Back in July this year, in Mitigating XPath Injection Attacks in PHP I was writing about how to properly quote a string in PHP’s Xpath 1.0.
The code presented there was based on the assumption that the resulting expression is binary safe.
However that was too shortsighted because Xpath in PHP can be attacked using null-byte-injection. The PHP extension does cut-off the string at the first null-byte, allowing you to truncate an expression early.
/*/user[name = 'Mirza']/secret<NUL>]/location
Technically XML covers the full Unicode repertoire excluding the surrogate blocks FFFE and FFFF and excluding most US-ASCII control characters (those below space), only Tab, Line-Feed (LF) and Carriage-Return (CR) are allowed in XML.
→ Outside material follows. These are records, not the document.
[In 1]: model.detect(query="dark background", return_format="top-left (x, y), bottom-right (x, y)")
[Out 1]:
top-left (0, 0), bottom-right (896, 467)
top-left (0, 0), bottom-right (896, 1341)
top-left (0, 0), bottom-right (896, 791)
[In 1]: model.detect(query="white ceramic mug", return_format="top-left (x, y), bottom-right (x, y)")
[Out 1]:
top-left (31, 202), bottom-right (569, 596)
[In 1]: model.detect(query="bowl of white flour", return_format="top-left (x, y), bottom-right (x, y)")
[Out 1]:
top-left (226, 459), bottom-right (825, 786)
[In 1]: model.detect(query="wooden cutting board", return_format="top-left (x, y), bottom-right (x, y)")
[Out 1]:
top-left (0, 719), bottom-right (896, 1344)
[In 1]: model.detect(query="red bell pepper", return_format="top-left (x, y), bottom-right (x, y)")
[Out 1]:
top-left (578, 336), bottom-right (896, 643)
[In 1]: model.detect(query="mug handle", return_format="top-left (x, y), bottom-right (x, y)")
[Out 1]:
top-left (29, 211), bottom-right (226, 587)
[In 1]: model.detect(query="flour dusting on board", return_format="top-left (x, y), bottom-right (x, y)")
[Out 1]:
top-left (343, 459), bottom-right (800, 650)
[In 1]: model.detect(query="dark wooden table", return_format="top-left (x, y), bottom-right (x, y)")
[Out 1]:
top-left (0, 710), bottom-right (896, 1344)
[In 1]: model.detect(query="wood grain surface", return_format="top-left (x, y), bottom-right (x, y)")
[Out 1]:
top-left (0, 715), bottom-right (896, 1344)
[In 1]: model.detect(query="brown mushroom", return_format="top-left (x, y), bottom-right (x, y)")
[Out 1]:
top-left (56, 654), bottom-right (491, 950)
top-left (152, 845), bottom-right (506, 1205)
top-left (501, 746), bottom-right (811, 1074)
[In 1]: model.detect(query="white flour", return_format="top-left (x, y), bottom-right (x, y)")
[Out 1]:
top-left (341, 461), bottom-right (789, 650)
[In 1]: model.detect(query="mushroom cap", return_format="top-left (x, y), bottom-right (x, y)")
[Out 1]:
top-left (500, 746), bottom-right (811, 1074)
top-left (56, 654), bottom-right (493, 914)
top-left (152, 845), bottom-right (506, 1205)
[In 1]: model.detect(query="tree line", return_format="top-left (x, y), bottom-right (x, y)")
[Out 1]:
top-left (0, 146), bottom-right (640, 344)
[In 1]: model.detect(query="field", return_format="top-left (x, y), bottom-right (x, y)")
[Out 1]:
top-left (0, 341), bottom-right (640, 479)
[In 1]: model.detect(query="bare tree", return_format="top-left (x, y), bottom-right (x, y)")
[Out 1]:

This is also the reason when you need to safely transport binary data with XML, that you need to encode it, for example in base64 (See base64Binary primitive XML datatype), because otherwise the XML would be broken resulting in data-loss.
Back to the mentioned XPath injection attacks and how to mitigate them. If an injected string is able to cut-off at the first null-byte position, the quoting as described does not work stable any longer. An attacker can break out of it by injecting a null-byte. The impact is not very high, because of the quoting that xpath_string() applies, injecting a null-byte will result in a Unfinished literal warning.
However when data is injected not as string with the help of xpath_string(), null-bytes do still play against you in PHP Xpath. As those are not valid anyway in XML and therefore no text or identifiers can contain it, you can safely reject or sanitze null-bytes further up in the input processing. For example as Suhosin can do.
So better keep in mind to verify incoming (Unicode) data your application accepts. Even valid Unicode, it might not always be appropriate.